It became clear to me that what I had been doing was fighting my conditioning. I had been fighting the most futile fight of all: fighting what is.
I’m sure all of you have had this experience before. Let’s say you’re addicted to television. You know that watching too much TV is self-destructive, so you make a resolution to quit. One week later you find that you’ve downloaded every season of LOST and you’ve spent the whole weekend in bed watching one episode after the other, all the while shoveling pizza, ice cream, and doughnuts into your mouth.
Because you’ve resisted your conditioning, something that you have no control over, you are essentially pressing your body against a wall. Although you may be able to trick yourself into thinking that the wall is giving way, this is only temporary.

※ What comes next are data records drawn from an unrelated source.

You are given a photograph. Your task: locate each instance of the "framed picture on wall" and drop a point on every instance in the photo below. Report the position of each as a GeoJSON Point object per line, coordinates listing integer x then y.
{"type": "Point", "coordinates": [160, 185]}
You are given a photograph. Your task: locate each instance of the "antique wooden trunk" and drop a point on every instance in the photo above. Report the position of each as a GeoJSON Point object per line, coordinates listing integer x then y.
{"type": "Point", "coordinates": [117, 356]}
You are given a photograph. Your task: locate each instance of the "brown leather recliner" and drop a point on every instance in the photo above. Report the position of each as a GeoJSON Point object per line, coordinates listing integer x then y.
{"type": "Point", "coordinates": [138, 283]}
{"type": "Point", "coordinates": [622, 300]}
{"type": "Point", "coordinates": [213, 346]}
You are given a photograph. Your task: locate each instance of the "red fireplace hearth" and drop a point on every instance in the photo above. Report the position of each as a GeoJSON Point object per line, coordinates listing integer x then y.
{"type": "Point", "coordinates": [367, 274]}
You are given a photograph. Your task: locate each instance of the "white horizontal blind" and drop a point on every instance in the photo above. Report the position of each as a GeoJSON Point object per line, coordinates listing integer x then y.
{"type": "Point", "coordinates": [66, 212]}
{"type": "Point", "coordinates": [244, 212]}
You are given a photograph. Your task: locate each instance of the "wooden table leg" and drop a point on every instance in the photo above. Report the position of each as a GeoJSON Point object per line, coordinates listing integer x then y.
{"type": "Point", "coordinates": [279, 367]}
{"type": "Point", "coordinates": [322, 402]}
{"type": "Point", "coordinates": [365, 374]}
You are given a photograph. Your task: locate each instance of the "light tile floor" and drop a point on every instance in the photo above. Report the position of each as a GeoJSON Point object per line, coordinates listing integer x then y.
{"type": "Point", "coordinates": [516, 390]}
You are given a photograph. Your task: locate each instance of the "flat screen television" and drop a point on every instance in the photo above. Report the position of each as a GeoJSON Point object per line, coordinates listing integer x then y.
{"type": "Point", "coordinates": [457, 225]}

Eventually you’ll collapse due to wasted effort and surrender completely to your “negative” impulse. You fall into a state of apathy, a state where you’d like to resist what you are doing, but you no longer have the energy to do so.
Remember this: the wall is not “you.” You did not build it, and it’s not your fault that it’s there. It was built by the years of conditioning that you have grown to identify with as “You” or at least a part of “You.”

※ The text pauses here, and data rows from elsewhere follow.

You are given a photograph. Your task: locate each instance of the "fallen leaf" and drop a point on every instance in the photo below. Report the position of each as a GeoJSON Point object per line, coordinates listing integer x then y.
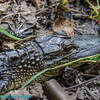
{"type": "Point", "coordinates": [37, 3]}
{"type": "Point", "coordinates": [3, 6]}
{"type": "Point", "coordinates": [2, 1]}
{"type": "Point", "coordinates": [62, 24]}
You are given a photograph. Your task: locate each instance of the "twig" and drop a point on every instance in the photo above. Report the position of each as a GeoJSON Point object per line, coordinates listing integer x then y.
{"type": "Point", "coordinates": [85, 82]}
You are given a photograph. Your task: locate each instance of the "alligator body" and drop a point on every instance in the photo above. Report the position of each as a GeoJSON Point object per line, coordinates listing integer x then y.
{"type": "Point", "coordinates": [19, 64]}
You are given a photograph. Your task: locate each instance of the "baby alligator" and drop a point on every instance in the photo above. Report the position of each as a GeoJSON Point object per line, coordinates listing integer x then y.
{"type": "Point", "coordinates": [19, 64]}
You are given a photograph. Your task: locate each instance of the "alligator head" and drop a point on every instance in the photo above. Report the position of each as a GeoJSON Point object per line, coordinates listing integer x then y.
{"type": "Point", "coordinates": [18, 65]}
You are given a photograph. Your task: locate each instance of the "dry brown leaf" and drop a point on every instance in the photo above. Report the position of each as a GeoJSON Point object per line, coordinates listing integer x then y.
{"type": "Point", "coordinates": [62, 24]}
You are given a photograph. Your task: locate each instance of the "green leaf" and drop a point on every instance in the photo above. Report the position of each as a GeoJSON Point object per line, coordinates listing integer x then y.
{"type": "Point", "coordinates": [9, 35]}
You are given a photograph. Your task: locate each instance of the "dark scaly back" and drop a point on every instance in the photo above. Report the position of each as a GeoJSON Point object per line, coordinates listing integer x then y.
{"type": "Point", "coordinates": [20, 64]}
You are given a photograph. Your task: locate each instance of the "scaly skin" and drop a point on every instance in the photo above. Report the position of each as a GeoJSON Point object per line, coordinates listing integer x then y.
{"type": "Point", "coordinates": [18, 65]}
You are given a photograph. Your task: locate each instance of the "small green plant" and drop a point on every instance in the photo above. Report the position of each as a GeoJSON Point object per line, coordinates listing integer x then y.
{"type": "Point", "coordinates": [96, 10]}
{"type": "Point", "coordinates": [9, 35]}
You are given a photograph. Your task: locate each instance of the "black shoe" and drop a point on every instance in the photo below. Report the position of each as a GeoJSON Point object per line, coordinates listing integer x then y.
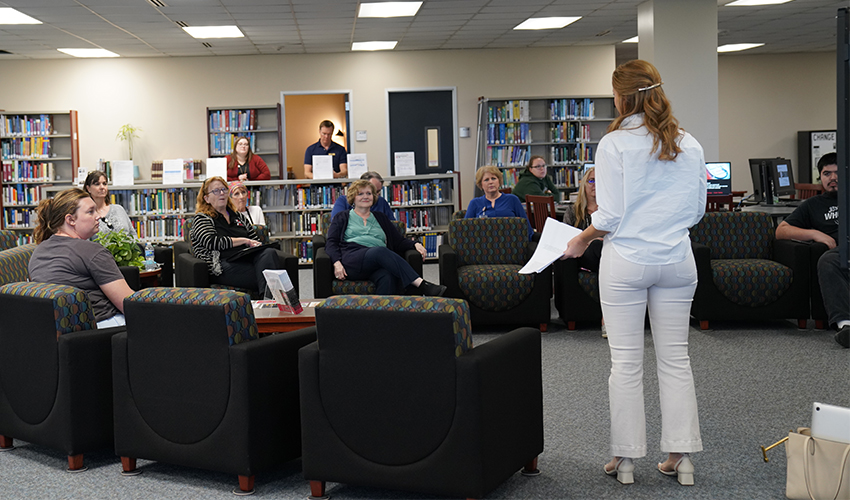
{"type": "Point", "coordinates": [842, 337]}
{"type": "Point", "coordinates": [431, 290]}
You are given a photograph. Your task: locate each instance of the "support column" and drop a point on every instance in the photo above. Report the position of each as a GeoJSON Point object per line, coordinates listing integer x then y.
{"type": "Point", "coordinates": [680, 38]}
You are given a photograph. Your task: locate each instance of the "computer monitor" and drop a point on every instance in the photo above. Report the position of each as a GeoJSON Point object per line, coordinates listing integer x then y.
{"type": "Point", "coordinates": [783, 177]}
{"type": "Point", "coordinates": [719, 178]}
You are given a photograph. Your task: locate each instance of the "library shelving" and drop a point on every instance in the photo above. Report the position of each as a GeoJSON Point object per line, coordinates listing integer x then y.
{"type": "Point", "coordinates": [37, 149]}
{"type": "Point", "coordinates": [564, 130]}
{"type": "Point", "coordinates": [260, 124]}
{"type": "Point", "coordinates": [293, 208]}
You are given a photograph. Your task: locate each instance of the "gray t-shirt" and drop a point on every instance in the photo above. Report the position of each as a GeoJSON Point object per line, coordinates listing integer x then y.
{"type": "Point", "coordinates": [81, 263]}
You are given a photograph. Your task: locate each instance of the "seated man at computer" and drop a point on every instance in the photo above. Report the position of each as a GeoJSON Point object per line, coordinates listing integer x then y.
{"type": "Point", "coordinates": [326, 146]}
{"type": "Point", "coordinates": [816, 219]}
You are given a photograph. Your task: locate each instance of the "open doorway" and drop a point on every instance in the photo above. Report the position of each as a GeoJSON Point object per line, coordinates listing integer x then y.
{"type": "Point", "coordinates": [302, 112]}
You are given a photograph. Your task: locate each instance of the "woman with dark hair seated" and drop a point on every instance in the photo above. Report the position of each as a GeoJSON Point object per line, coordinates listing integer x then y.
{"type": "Point", "coordinates": [65, 256]}
{"type": "Point", "coordinates": [219, 232]}
{"type": "Point", "coordinates": [365, 245]}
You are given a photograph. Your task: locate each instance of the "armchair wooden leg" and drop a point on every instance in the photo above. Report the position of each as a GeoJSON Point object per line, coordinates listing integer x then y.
{"type": "Point", "coordinates": [530, 468]}
{"type": "Point", "coordinates": [246, 486]}
{"type": "Point", "coordinates": [317, 489]}
{"type": "Point", "coordinates": [75, 463]}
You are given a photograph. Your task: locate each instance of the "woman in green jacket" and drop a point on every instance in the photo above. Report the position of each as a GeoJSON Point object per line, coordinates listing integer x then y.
{"type": "Point", "coordinates": [533, 180]}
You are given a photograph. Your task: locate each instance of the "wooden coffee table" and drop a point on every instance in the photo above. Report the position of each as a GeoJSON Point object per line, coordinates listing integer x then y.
{"type": "Point", "coordinates": [273, 320]}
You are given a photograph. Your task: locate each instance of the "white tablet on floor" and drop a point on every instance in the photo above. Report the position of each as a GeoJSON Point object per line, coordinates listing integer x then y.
{"type": "Point", "coordinates": [831, 422]}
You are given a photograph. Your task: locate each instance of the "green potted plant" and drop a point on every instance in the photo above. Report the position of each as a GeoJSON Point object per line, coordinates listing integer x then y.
{"type": "Point", "coordinates": [127, 133]}
{"type": "Point", "coordinates": [123, 248]}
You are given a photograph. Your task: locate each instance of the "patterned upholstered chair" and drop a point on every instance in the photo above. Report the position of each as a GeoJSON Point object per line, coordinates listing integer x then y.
{"type": "Point", "coordinates": [745, 273]}
{"type": "Point", "coordinates": [324, 283]}
{"type": "Point", "coordinates": [412, 406]}
{"type": "Point", "coordinates": [194, 386]}
{"type": "Point", "coordinates": [55, 371]}
{"type": "Point", "coordinates": [481, 264]}
{"type": "Point", "coordinates": [14, 262]}
{"type": "Point", "coordinates": [191, 271]}
{"type": "Point", "coordinates": [576, 293]}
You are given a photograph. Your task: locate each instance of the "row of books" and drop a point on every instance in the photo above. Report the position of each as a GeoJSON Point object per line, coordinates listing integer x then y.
{"type": "Point", "coordinates": [221, 143]}
{"type": "Point", "coordinates": [21, 194]}
{"type": "Point", "coordinates": [569, 132]}
{"type": "Point", "coordinates": [24, 125]}
{"type": "Point", "coordinates": [572, 109]}
{"type": "Point", "coordinates": [418, 192]}
{"type": "Point", "coordinates": [156, 201]}
{"type": "Point", "coordinates": [27, 171]}
{"type": "Point", "coordinates": [19, 217]}
{"type": "Point", "coordinates": [571, 153]}
{"type": "Point", "coordinates": [160, 230]}
{"type": "Point", "coordinates": [508, 133]}
{"type": "Point", "coordinates": [511, 111]}
{"type": "Point", "coordinates": [233, 120]}
{"type": "Point", "coordinates": [508, 157]}
{"type": "Point", "coordinates": [192, 169]}
{"type": "Point", "coordinates": [25, 148]}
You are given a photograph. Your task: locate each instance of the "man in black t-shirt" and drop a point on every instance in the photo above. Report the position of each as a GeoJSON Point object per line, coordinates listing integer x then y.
{"type": "Point", "coordinates": [816, 219]}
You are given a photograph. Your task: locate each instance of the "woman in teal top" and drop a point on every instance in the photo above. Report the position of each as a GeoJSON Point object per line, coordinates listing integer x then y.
{"type": "Point", "coordinates": [533, 180]}
{"type": "Point", "coordinates": [365, 245]}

Even with the knowledge that your bad habits are not a part of who you really are, it can sometimes be difficult to dis-identify from them. Don’t blame yourself for this either. The tendency to blame ourselves for our negative thinking is also our conditioning. If you get wrapped up in self-blame, you press yourself deeper into the wall. There will be no way to see where the conditioning ends and You begin.

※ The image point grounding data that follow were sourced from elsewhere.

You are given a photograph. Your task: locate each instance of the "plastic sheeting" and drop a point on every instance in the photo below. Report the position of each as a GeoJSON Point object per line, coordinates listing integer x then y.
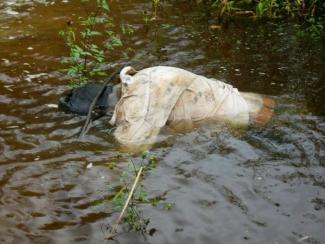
{"type": "Point", "coordinates": [158, 95]}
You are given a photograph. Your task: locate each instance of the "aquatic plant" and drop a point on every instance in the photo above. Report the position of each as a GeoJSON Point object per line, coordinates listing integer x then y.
{"type": "Point", "coordinates": [91, 42]}
{"type": "Point", "coordinates": [132, 195]}
{"type": "Point", "coordinates": [309, 13]}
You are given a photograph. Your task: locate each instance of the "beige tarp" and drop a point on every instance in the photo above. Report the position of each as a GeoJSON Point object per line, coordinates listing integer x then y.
{"type": "Point", "coordinates": [155, 96]}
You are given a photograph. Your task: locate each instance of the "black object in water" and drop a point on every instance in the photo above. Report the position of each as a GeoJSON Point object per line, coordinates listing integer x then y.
{"type": "Point", "coordinates": [78, 100]}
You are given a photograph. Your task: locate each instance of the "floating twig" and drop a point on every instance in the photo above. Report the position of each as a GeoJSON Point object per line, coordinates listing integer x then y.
{"type": "Point", "coordinates": [114, 228]}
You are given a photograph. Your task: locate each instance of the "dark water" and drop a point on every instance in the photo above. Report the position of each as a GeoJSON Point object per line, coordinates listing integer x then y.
{"type": "Point", "coordinates": [265, 185]}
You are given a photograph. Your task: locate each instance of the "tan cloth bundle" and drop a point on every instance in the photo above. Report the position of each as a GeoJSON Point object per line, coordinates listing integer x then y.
{"type": "Point", "coordinates": [155, 96]}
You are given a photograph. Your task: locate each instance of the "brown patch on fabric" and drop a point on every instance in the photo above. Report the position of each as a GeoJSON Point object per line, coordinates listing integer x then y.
{"type": "Point", "coordinates": [268, 102]}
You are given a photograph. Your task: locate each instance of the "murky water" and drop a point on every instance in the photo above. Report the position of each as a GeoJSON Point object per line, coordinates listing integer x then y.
{"type": "Point", "coordinates": [266, 185]}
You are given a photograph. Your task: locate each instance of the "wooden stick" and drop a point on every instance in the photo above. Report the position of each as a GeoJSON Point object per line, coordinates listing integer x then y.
{"type": "Point", "coordinates": [114, 228]}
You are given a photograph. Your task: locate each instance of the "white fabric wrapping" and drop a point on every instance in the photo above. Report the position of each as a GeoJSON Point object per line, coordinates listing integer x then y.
{"type": "Point", "coordinates": [154, 96]}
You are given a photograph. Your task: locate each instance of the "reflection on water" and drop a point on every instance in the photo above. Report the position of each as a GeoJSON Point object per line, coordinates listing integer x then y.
{"type": "Point", "coordinates": [262, 186]}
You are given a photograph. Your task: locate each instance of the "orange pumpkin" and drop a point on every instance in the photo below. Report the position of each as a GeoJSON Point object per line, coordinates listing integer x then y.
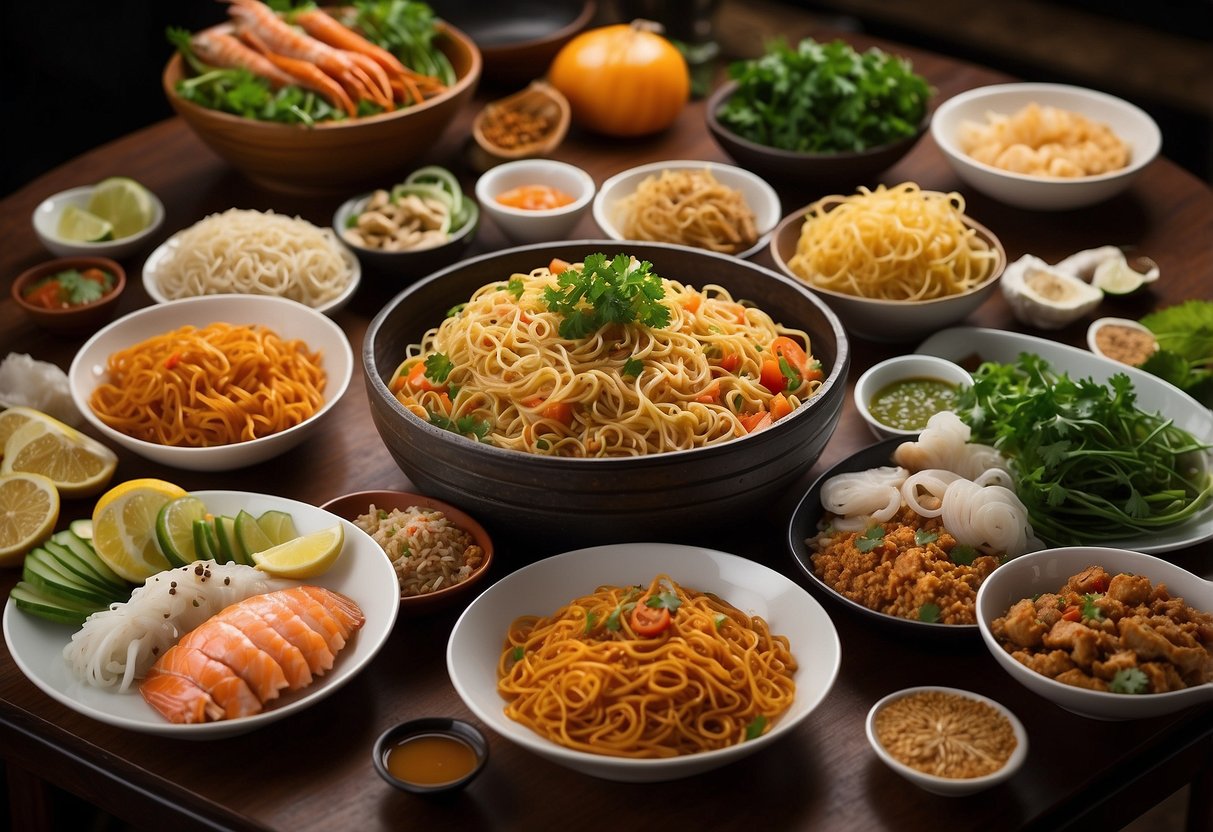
{"type": "Point", "coordinates": [622, 79]}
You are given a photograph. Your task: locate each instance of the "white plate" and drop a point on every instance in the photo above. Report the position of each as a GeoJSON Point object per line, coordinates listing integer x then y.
{"type": "Point", "coordinates": [758, 194]}
{"type": "Point", "coordinates": [154, 262]}
{"type": "Point", "coordinates": [362, 573]}
{"type": "Point", "coordinates": [545, 586]}
{"type": "Point", "coordinates": [1152, 394]}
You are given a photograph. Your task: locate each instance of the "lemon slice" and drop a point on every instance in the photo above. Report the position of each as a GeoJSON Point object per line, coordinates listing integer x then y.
{"type": "Point", "coordinates": [29, 508]}
{"type": "Point", "coordinates": [303, 557]}
{"type": "Point", "coordinates": [80, 226]}
{"type": "Point", "coordinates": [124, 526]}
{"type": "Point", "coordinates": [124, 204]}
{"type": "Point", "coordinates": [78, 465]}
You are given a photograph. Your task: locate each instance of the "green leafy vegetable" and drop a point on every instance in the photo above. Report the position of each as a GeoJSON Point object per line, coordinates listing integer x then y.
{"type": "Point", "coordinates": [824, 98]}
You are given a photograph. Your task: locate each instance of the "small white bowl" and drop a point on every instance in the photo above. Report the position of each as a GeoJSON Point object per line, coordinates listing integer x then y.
{"type": "Point", "coordinates": [46, 223]}
{"type": "Point", "coordinates": [903, 368]}
{"type": "Point", "coordinates": [950, 786]}
{"type": "Point", "coordinates": [286, 318]}
{"type": "Point", "coordinates": [1129, 123]}
{"type": "Point", "coordinates": [1047, 571]}
{"type": "Point", "coordinates": [522, 226]}
{"type": "Point", "coordinates": [758, 194]}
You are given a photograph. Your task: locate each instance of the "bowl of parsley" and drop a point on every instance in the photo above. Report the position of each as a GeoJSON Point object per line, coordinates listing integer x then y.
{"type": "Point", "coordinates": [820, 113]}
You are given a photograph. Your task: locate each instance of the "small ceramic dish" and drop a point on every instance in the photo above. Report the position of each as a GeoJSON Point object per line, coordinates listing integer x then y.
{"type": "Point", "coordinates": [352, 506]}
{"type": "Point", "coordinates": [877, 379]}
{"type": "Point", "coordinates": [935, 784]}
{"type": "Point", "coordinates": [77, 319]}
{"type": "Point", "coordinates": [1121, 340]}
{"type": "Point", "coordinates": [431, 756]}
{"type": "Point", "coordinates": [524, 226]}
{"type": "Point", "coordinates": [759, 197]}
{"type": "Point", "coordinates": [46, 223]}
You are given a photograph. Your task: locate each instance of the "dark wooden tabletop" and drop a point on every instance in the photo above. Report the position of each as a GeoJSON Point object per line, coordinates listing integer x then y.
{"type": "Point", "coordinates": [313, 770]}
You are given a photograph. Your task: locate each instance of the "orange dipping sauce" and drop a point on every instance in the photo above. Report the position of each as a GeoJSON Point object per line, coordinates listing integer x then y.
{"type": "Point", "coordinates": [534, 198]}
{"type": "Point", "coordinates": [431, 759]}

The only way to escape self-blame is, of course, self-forgiveness. Self-forgiveness is easier than you may think, even though some may perceive it as extremely difficult. After all, if your bad habits are not “you”, then you should have no difficulty forgiving yourself for them, right? When you forgive yourself for a negative emotion, impulse, or thought, you will have taken your first step away from the wall. With this new perspective, you’ll notice that the wall you had been pressing yourself against all this time is only ten feet long. Why throw your weight against it when you can walk around the sides?
When you forgive yourself, you’ll be able to observe negative emotions and thoughts from a distance. If the impulse springs up to want to fight a negative emotion, forgive yourself for that impulse and observe that too. As you observe you own thoughts, you’ll begin to see them in a much clearer light, to exercise “observation without evaluation” which J. Krishnamurti said was the “highest form of intelligence.” When you forgive and observe, most of the time you won’t have to actually “DO” anything for the negative feeling, thought or impulse to dissolve, it simply dissolves on its own, and all that is left, is you.
And what if you can’t forgive yourself? Then forgive yourself for the inability to forgive. Start from there.